A push to bring early voting to Connecticut — and send long lines at many polling locations the way of mechanical voting machines — is regaining momentum. State Rep. William Tong, D-Stamford, this week introduced a bill, the first of the upcoming legislative session, to amend the state constitution to allow for early voting. A similar measure was defeated by voters in 2014 during a public referendum, despite support from Gov. Dannel P. Malloy and the state’s top election official, Secretary of the State Denise Merrill, who are both Democrats. Tong said it’s high time that Connecticut join 37 other states that allow anyone to cast their ballots before the election, not just those who meet the guidelines for obtaining an absentee ballot. The initiative comes after a record 1.7 million ballots were cast statewide in the November election, with long lines observed in many municipalities such as Bridgeport, Stamford, Fairfield, Milford, Norwalk and Danbury.

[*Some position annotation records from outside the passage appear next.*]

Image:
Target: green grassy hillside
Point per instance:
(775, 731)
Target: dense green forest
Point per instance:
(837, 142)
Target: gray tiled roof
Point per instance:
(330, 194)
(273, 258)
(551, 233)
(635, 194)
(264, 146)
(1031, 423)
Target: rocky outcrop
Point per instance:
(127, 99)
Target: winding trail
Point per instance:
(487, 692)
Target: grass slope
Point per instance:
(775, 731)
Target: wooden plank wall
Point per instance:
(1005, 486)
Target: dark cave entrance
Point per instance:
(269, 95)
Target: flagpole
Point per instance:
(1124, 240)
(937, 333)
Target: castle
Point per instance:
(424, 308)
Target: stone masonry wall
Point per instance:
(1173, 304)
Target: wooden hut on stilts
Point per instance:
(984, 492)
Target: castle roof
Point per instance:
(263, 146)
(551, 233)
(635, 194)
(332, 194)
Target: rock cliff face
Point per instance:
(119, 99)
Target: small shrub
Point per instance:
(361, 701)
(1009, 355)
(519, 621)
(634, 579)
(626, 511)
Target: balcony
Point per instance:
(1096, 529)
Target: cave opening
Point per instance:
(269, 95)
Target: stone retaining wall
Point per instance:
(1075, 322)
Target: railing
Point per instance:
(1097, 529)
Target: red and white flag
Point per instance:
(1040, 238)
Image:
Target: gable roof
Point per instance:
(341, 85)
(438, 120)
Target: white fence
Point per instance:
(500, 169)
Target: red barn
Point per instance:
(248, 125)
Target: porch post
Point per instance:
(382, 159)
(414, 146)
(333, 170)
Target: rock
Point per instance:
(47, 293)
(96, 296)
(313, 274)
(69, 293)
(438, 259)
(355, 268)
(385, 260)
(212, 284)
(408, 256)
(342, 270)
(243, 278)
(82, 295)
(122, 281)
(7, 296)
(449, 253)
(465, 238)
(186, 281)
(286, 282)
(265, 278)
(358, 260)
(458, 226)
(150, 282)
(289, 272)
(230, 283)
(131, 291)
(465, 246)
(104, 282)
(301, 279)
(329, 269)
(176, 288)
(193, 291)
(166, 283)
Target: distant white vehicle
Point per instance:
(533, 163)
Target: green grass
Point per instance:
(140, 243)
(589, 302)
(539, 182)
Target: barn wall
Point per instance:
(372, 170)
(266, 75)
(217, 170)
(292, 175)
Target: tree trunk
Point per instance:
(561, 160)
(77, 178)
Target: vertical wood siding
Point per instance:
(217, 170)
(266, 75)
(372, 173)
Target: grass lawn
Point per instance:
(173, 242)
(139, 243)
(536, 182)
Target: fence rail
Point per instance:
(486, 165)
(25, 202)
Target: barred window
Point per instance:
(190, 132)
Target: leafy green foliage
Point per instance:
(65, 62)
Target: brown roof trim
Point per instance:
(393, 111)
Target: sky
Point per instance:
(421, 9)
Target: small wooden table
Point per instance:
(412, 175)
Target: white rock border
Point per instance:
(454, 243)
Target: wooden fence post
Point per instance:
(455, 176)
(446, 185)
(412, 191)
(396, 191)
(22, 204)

“For working people, that’s unacceptable,” Tong said. “I noticed on Election Day in some of my quieter districts that there were long lines by 6 a.m….and people were being turned away. That just struck me as not being right at all. If somebody gets up at 5 in the morning and races to vote, and they’re there by 6 or 6:15 to vote, they should get to do so.”
Tong’s proposal, which was sent to the Legislative Commissioners’ Office to be drafted, will not set a timetable or process for when the first ballots could be cast. He is leaving that up to policymakers, who he said analyze and model legislation after other states with early voting.
Malloy spokeswoman Kelly Donnelly reaffirmed the governor’s support Tuesday for early voting. “States across the nation offer some form of early voting and Connecticut should join their ranks,” Donnelly said. “We must continue to work to modernize our election rules, remove barriers to the ballot box, and increase voter participation.”